ANAHEIM, Calif. — A sparse afternoon crowd at Angel Stadium gathered enough voices to produce a surprisingly loud “safe” chant as Wednesday’s contest neared its conclusion, hoping to prolong a game that still seemed undecided. The news, relayed from home-plate umpire Hunter Barksdale, disappointed them:

Replay review of an initial out call on Jo Adell‘s attempted steal of second base, which would have put the tying run in scoring position with two outs in the bottom of the ninth inning, was not overturned. The Los Angeles Angels‘ late comeback hopes had fallen just short. They absorbed a 6-5 loss to the visiting Baltimore Orioles, their sixth defeat in seven games. And afterward they lamented what could have been.

“I was in there,” Adell said. “That call goes our way, we have [Luis] Rengifo up with a runner on second and we’re ready to tie the game.”

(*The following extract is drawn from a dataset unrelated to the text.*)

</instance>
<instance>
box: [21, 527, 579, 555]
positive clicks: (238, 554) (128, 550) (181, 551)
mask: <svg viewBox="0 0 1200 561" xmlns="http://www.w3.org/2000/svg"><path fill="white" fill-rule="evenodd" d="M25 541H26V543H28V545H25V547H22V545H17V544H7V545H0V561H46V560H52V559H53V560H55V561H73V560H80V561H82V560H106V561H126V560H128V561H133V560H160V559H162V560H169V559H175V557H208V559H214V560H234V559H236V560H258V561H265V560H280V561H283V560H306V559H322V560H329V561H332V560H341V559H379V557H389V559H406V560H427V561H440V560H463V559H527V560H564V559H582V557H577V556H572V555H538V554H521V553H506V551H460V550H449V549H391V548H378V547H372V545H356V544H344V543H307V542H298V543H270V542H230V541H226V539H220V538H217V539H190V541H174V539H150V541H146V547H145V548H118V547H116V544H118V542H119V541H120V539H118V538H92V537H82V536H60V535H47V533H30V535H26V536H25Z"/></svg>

The Angels, seeking their first series win since the start of April, trailed 6-0 midway through the sixth but had cut their deficit to two by the time Orioles closer Craig Kimbrel took the mound for the ninth inning. A two-base error and run-scoring groundout made it a one-run game with two outs, then Adell worked a full-count walk and took off for second on the ensuing pitch from Kimbrel, who is notoriously slow to the plate.

At least one camera angle appeared to show Adell’s right foot touching the edge of second base before Henderson’s glove touched the top of his right leg, but second-base umpire Nic Lentz called him out. The Angels challenged the call, triggering a long delay.

“We’re all looking at the picture, we’re watching the video,” Adell said. “Where my foot hit and where I got tagged were two totally different spots.”

But the umpire reviewing replay at Major League Baseball’s headquarters in Manhattan, New York — in this case Carlos Torres — disagreed. He ruled that the call “stands,” which means there was not enough evidence to overturn it.

“After viewing all relevant angles, the replay official could not definitively determine that the runner touched second base prior to the fielder applying the tag,” read an MLB statement from its replay center.

Angels manager Ron Washington said he was “very surprised” by the call.

Mike Trout, who hit his major league-leading 10th home run while hitting leadoff for the second straight day, echoed those sentiments.

“I thought he was safe,” he said, “but obviously New York didn’t think so.”